Ultimatt: Because Spotlight now rarely finds your applications in search so you can't just quick launch anything.... from a launcher widget
hurfdurf: https://news.ycombinator.com/item?id=47320534
marxisttemp: > Firstly, alt-tabI assume you mean cmd-tab.>doesn’t consider windows, it considers apps. So if you have multiple browser windows or word windows open, you can’t alt-tab between them. It’s totally confusing.You use cmd-tilde to switch between windows.>So I install an app just to get the normal alt-tab behavior of other OSs, to alt-tab between windows (mine is called alt-tab, and it’s a bit buggy and slow, I think they all are)You don’t need an app.>Next, Apple does not respect the multiple desktop boundary. If I click on the safari icon in the dock, it will switch to some seemingly random safari window in some other desktop. If I close any window, it will also run off to some other window of the same app in some other desktop (who came up with that behavior?) when I dismiss an outlook notification, it will run of to another desktop to look at outlook (actually I think this one is Microsoft’s fault, but Apple could probably do something about this one). The result is that while working, I have trouble staying on the desktop I’m working on, I constantly am getting sent off to some other random desktop, and have to find where I am and where I was.

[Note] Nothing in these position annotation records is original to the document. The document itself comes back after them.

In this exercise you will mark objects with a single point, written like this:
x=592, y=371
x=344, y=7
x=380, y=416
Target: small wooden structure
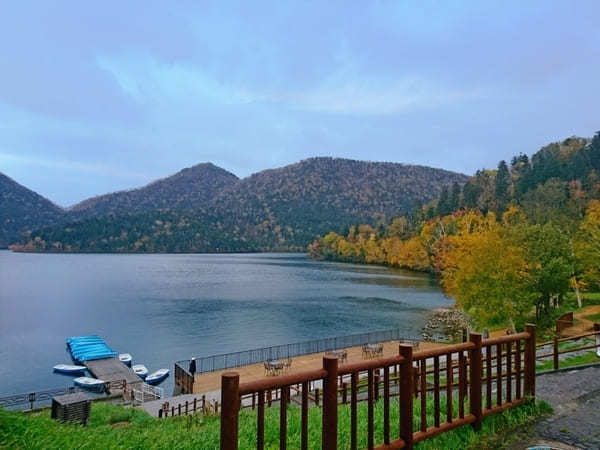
x=563, y=322
x=71, y=408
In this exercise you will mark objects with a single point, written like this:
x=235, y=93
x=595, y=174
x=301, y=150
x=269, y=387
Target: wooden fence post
x=230, y=398
x=475, y=368
x=555, y=351
x=530, y=361
x=406, y=399
x=329, y=432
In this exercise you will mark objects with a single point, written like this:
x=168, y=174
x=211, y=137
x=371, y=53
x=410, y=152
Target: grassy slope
x=117, y=427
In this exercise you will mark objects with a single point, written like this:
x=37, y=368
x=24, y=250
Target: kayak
x=125, y=358
x=69, y=369
x=140, y=370
x=158, y=376
x=89, y=383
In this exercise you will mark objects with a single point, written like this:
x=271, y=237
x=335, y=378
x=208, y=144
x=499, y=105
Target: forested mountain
x=278, y=209
x=22, y=209
x=193, y=187
x=512, y=240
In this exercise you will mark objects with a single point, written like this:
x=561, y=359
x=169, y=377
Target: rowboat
x=157, y=377
x=69, y=369
x=89, y=383
x=140, y=370
x=125, y=358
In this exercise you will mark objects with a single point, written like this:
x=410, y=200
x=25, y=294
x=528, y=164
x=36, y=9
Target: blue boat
x=140, y=370
x=125, y=358
x=158, y=376
x=87, y=348
x=69, y=369
x=89, y=383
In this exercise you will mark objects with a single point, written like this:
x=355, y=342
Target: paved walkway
x=575, y=397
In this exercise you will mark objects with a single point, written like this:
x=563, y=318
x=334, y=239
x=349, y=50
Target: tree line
x=511, y=241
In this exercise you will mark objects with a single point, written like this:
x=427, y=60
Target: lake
x=164, y=308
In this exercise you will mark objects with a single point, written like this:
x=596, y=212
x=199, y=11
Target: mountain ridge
x=283, y=208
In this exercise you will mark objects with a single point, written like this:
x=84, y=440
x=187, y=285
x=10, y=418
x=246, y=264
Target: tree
x=587, y=245
x=454, y=201
x=502, y=185
x=444, y=206
x=487, y=275
x=471, y=193
x=550, y=263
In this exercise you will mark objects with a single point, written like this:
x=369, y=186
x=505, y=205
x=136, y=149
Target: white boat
x=69, y=369
x=125, y=358
x=89, y=383
x=140, y=370
x=158, y=376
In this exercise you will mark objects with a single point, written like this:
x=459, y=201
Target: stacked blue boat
x=87, y=348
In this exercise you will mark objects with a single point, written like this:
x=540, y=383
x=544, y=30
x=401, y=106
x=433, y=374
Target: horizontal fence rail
x=43, y=398
x=429, y=392
x=32, y=399
x=247, y=357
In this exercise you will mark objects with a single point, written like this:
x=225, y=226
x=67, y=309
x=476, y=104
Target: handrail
x=506, y=338
x=281, y=381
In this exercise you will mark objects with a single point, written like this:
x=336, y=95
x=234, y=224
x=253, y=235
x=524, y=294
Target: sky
x=103, y=96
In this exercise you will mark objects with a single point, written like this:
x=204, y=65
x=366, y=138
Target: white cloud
x=7, y=159
x=345, y=92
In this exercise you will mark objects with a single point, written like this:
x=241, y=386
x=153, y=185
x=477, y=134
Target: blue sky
x=103, y=96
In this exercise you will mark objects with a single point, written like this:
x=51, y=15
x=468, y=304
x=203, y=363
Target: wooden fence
x=184, y=379
x=557, y=351
x=509, y=363
x=563, y=322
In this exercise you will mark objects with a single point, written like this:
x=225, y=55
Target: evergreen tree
x=443, y=207
x=455, y=197
x=502, y=185
x=471, y=193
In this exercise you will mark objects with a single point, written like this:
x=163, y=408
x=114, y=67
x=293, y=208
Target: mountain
x=277, y=209
x=189, y=188
x=295, y=203
x=22, y=210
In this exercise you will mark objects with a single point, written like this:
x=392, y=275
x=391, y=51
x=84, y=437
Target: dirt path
x=575, y=397
x=582, y=324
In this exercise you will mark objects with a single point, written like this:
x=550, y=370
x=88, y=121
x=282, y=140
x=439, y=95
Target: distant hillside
x=193, y=187
x=295, y=203
x=23, y=210
x=279, y=209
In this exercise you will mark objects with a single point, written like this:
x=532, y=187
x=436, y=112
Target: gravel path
x=575, y=397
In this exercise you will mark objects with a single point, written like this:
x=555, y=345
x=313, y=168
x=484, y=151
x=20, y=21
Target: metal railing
x=509, y=363
x=37, y=398
x=247, y=357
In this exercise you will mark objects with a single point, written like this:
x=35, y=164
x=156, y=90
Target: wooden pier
x=111, y=370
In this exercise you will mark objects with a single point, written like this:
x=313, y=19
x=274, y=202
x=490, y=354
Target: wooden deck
x=111, y=369
x=211, y=381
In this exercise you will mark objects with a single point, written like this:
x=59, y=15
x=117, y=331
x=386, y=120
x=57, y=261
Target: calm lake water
x=164, y=308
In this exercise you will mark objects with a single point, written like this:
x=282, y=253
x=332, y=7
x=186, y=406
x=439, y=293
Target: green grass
x=594, y=317
x=114, y=426
x=587, y=358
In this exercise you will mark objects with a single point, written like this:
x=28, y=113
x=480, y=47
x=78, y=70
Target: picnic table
x=341, y=355
x=276, y=366
x=372, y=350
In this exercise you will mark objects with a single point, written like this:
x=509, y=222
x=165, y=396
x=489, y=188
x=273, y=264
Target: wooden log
x=230, y=398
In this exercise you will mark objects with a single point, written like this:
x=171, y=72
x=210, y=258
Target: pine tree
x=443, y=207
x=502, y=185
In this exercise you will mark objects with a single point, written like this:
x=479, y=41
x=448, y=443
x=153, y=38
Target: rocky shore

There must be a better, more productive way to manage windows and desktops.This is a configurable setting.>(Also what’s up with the autocorrect, I had to retype every instance of “I think” in this message, because it insists it should be “o think”)This is a configurable setting.
merlindru: > seemingly bright ideai disagree about that one.im not a UX expert by any means but my first impression at WWDC seeing liquid glass was "holy shit, they pulled that off? i know apple would never compromise on legibility, so... how? there are so many situations where this won't work, and they can't exactly control the content that the buttons are overlaid on top of"cue my confusion when it was exactly that: an obviously problematic idea implemented with all the obvious flaws showing upthey have largely fixed it now, half a year later, but the liquid glass isn't very liquid anymore. it's frosted. which is fine, but obviously not the original idea they were going forcontrasty backgrounds are always fundamentally incompatible with legibility
jacobsyc: don't know why this bothers me but apple is losing attention to detail
aucisson_masque: I wish too but they can't just back up, that would be a very bad sign for investors.
donatj: Containers with different contents look different? clutches-pearlsIn all seriousness I don't see the big deal. That seems like a reasonable design choice. Make nice rounded corners when content allows, but rectangle them up as needed?Honestly making different apps slightly more visually identifiable in a sea of sameness doesn't seem like a big deal.
asimovDev: I bought a 3k M3 Max mbp just a couple months away from the Tahoe and liquid glass announcement which I am a little miffed about, but it's still an awesome machine I enjoy using while it's on Sequoia. I am really hoping macOS 27 will be this decade's Snow Leopard
Ultimatt: I am mildly shocked after almost two decades of Mac use I never came across cmd+tilde thanks a lot!
merlindru: i hope you're wrong. they certainly have seemed to test the waters on many other fronts. the $99/yr notarization fee is now basically required as running unnotarized apps is made hard and scary enough to turn off probably 97% of average usersthey also briefly took away the ability to disable gatekeeper per terminal command (now back)next they wanna launch a touchscreen macbook, presumably this fall
marxisttemp: I haven’t had a single issue with this. I’m guessing many people had this issue immediately after upgrading while Spotlight was still re-indexing and are just running with it since it’s cool to hate Tahoe right now.
marxisttemp: Wow, you’re leaving a lot of great features like Spotlight shortcut calling, Spotlight clipboard history, and LLM shortcuts on the table because of a couple UI inconsistencies. “Design is how it works.”